Transplant-induced reactivation of murine cytomegalovirus immediate early gene expression is associated with recruitment of NF-κB and AP-1 to the major immediate early promoter

Xue-Feng Liu  1 Chunfa Jie  1 Zheng Zhang  1 Shixian Yan  1 Jiao-Jing Wang  1 Xueqiong Wang  1 Sunil Kurian  2 Daniel R Salomon  2 Michael Abecassis  3   1 Mary Hummel  3   1
Affiliations

Transplant-induced reactivation of murine cytomegalovirus immediate early gene expression is associated with recruitment of NF-κB and AP-1 to the major immediate early promoter

Xue-Feng Liu et al. J Gen Virol. 2016 Apr.

Abstract

Reactivation of latent human cytomegalovirus is a significant infectious complication of organ transplantation and current therapies target viral replication once reactivation of latent virus has already occurred. The specific molecular pathways that activate viral gene expression in response to transplantation are not well understood.
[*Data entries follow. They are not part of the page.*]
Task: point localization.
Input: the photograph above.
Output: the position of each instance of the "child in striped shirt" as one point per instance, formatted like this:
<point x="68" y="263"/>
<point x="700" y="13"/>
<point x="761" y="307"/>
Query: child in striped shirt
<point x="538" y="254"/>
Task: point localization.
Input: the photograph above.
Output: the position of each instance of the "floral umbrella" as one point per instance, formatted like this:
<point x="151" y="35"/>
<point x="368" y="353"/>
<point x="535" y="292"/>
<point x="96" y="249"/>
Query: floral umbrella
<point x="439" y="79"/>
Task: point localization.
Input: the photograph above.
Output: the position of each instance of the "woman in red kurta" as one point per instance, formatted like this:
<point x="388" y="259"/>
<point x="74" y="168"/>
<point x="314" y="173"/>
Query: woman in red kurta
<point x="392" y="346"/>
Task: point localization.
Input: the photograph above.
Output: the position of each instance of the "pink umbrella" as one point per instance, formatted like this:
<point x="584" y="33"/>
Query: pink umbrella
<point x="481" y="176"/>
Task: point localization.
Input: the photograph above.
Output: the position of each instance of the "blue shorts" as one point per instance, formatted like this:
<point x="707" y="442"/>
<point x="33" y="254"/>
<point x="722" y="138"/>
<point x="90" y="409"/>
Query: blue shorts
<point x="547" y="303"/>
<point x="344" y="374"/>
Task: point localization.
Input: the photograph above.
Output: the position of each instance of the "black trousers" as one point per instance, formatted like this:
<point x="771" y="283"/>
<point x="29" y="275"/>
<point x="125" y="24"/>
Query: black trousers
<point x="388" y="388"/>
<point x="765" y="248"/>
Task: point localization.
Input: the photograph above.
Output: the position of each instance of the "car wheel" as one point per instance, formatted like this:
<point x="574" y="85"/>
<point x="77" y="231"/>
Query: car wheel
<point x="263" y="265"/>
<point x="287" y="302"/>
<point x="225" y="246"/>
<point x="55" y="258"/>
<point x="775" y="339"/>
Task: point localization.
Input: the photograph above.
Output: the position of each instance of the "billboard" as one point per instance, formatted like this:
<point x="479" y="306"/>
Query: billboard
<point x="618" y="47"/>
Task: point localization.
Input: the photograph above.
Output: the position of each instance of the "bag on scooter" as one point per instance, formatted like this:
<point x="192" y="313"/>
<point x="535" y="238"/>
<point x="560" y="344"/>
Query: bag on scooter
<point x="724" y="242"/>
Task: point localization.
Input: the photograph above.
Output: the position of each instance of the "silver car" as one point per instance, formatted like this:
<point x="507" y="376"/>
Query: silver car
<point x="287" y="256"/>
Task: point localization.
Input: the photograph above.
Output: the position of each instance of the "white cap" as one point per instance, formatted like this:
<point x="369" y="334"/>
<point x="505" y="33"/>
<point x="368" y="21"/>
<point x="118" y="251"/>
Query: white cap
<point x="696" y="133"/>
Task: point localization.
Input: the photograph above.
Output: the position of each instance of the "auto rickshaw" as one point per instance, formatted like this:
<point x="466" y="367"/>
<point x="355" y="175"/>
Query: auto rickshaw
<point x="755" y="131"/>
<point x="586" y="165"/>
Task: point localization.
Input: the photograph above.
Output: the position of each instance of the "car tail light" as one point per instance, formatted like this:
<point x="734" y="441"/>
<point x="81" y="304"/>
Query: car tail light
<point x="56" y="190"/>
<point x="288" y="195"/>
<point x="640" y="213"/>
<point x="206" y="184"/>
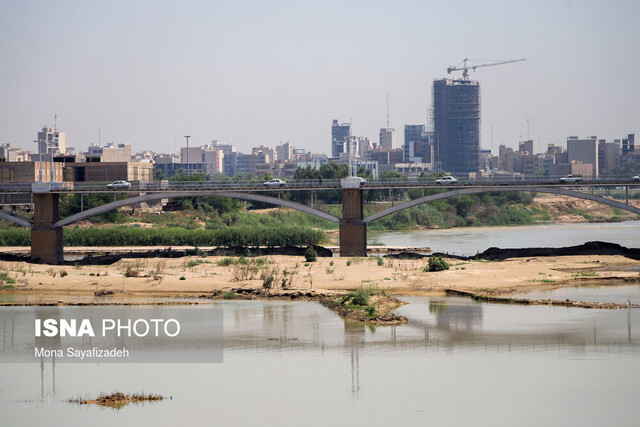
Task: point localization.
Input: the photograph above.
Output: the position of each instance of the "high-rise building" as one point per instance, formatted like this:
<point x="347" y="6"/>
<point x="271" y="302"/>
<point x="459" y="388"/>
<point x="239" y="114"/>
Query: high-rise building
<point x="284" y="151"/>
<point x="526" y="146"/>
<point x="339" y="135"/>
<point x="52" y="141"/>
<point x="387" y="138"/>
<point x="230" y="156"/>
<point x="584" y="151"/>
<point x="456" y="115"/>
<point x="418" y="144"/>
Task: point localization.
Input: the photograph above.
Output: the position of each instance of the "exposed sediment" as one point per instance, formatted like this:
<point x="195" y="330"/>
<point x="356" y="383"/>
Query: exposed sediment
<point x="525" y="301"/>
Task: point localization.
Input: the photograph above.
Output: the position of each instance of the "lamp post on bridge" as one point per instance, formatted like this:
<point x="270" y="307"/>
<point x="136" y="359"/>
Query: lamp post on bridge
<point x="188" y="169"/>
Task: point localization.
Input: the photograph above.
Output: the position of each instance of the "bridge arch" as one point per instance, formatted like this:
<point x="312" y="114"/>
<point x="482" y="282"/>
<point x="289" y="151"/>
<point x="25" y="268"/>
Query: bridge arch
<point x="157" y="196"/>
<point x="477" y="190"/>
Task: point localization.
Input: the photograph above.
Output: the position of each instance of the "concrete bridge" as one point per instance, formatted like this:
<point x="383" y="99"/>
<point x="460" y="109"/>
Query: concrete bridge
<point x="47" y="226"/>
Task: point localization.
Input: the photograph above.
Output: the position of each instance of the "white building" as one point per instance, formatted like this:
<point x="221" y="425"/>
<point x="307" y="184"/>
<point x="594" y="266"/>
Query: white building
<point x="387" y="138"/>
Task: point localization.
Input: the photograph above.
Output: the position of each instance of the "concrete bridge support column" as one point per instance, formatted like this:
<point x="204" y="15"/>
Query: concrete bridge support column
<point x="46" y="240"/>
<point x="353" y="232"/>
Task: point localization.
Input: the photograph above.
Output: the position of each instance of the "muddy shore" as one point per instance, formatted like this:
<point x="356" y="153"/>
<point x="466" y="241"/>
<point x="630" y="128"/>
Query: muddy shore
<point x="192" y="275"/>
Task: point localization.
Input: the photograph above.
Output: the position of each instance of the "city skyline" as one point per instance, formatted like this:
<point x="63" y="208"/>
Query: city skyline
<point x="249" y="74"/>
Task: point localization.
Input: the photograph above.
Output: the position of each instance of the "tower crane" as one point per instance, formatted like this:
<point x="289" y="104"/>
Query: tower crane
<point x="465" y="68"/>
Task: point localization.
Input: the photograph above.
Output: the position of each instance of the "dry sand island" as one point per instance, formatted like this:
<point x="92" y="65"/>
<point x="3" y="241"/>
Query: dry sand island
<point x="196" y="275"/>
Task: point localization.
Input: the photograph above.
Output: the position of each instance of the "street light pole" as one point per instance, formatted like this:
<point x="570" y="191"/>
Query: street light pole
<point x="188" y="168"/>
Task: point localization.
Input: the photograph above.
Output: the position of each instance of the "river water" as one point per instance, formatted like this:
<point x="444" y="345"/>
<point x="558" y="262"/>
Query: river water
<point x="456" y="362"/>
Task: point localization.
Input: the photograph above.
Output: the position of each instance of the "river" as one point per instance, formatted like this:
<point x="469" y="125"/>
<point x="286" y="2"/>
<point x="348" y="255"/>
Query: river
<point x="456" y="362"/>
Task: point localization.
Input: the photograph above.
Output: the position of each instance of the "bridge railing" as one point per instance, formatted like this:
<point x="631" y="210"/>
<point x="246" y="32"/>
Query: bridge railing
<point x="222" y="185"/>
<point x="291" y="184"/>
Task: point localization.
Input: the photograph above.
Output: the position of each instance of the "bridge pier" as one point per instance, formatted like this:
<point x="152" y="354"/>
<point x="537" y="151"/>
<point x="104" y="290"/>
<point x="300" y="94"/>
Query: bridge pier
<point x="353" y="231"/>
<point x="46" y="240"/>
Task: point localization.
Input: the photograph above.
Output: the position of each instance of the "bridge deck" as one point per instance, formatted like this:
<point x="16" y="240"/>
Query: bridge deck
<point x="300" y="185"/>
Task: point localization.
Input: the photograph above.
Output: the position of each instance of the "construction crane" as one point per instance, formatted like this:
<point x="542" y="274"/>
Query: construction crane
<point x="465" y="68"/>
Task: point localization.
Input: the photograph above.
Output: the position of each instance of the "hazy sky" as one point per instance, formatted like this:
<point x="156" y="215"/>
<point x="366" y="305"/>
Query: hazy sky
<point x="264" y="72"/>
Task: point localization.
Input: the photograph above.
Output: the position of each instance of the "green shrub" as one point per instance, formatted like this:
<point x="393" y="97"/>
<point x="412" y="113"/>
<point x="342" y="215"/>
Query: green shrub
<point x="267" y="283"/>
<point x="360" y="297"/>
<point x="311" y="255"/>
<point x="5" y="278"/>
<point x="437" y="263"/>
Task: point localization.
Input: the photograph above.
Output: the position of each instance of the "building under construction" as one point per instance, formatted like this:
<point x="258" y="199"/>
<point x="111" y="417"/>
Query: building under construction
<point x="456" y="116"/>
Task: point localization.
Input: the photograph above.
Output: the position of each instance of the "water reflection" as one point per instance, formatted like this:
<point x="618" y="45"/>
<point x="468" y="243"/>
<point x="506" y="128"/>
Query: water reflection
<point x="434" y="323"/>
<point x="302" y="353"/>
Our studies aim to identify these factors, with the goal of developing novel therapies that prevent transcriptional reactivation in transplant recipients. Murine cytomegalovirus (MCMV) is a valuable model for studying latency and reactivation of CMV in vivo. We previously demonstrated that transplantation of MCMV-latently infected kidneys into allogeneic recipients induces reactivation of immediate early (IE) gene expression and epigenetic reprogramming of the major immediate early promoter (MIEP) within 48 h. We hypothesize that these events are mediated by activation of signalling pathways that lead to binding of transcription factors to the MIEP, including AP-1 and NF-κB. Here we show that transplantation induces rapid activation of several members of the AP-1 and NF-κB transcription factor family and we demonstrate that canonical NF-κB (p65/p50), the junD component of AP-1, and nucleosome remodelling complexes are recruited to the MIEP following transplantation. Proteomic analysis of recipient plasma and transcriptome analysis of kidney RNA identified five extracellular ligands, including TNF, IL-1β, IL-18, CD40L and IL-6, and three intracellular signalling pathways associated with reactivation of IE gene expression. Identification of the factors that mediate activation of these signalling pathways may eventually lead to new therapies to prevent reactivation of CMV and its sequelae.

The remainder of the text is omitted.